IB Survey Literature Final Exam for Semester 1

 Part One:  Narrative and Descriptive Writing—Multiple Choice/Short Answer

You may not use any notes or books (including dictionaries) during this part of the exam.

For this part of the exam, you will need to know the following:

  • plot elements, story maps, and types of conflict
  • descriptive language vocabulary, especially the different kinds of figurative language, mood, and tone
  • points of view
  • internal monologue (and how you know when internal monologue is being used and whose internal monologue it is)
  • dialogue

You will be given at least one reading passage on this exam.  Expect to identify types of figurative language used in the passage, the tone of parts of the passage, plot elements in the passage, type of conflict, point of view, and moments of internal monologue.  Also be prepared to write out short responses about any of the above.  You may also be asked to figure out which characters from the passage belong to which lines of dialogue or lines of internal monologue.

 

Preparation:  It is recommended that you study your notes from semester one on the above topics.  Review work done on internal monologue and on dialogue, especially the Mango Street chapter with multiple speakers and Brave New World Chapter 3.  Also, spend some time reading through the list of “tone words” given to you earlier this year.  Work to have an understanding of what a majority of those tone words mean.

 

 

Part Two:  Brave New World—Extended-Response*

*(This means you will be writing a few paragraphs.)

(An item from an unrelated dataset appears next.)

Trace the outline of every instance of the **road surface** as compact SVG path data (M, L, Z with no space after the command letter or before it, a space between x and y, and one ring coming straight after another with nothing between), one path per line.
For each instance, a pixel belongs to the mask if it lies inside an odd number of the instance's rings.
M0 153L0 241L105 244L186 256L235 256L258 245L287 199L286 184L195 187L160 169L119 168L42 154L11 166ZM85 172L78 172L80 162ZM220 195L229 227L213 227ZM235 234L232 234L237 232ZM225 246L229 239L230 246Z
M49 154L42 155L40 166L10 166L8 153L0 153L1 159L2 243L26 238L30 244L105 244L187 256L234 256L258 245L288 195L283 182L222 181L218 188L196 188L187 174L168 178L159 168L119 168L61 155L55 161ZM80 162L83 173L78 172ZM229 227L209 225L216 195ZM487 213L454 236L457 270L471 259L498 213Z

This part of the exam is open book and open note.  You will be writing an extended-response* to another reader’s opinion of Brave New World.  You will have to say whether you agree or disagree with that reader’s opinion and explain why.  In your explanation, you must refer to specific moments in the book from what we’ve read so far (Chapters 1-3) and explain why each moment you refer to supports your opinion.

 

Preparation:  It is recommended that you review the first three chapters of the book, particularly those moments where you strongly reacted to the book.  Consider why you reacted to those moments in that way.  Also, think through what your opinion of the book is so far.  Be specific as you think about this!  Don’t just say to yourself, “Yeah, like, I think the book is, you know, interesting.”  Try to pin-point what your exact reaction is so far.  Should this book be read by freshmen high school students?  Why?  Should the book be burned?  Why?  Is the book disturbing but intriguing?  Why?  Again, be specific as you think about your opinion.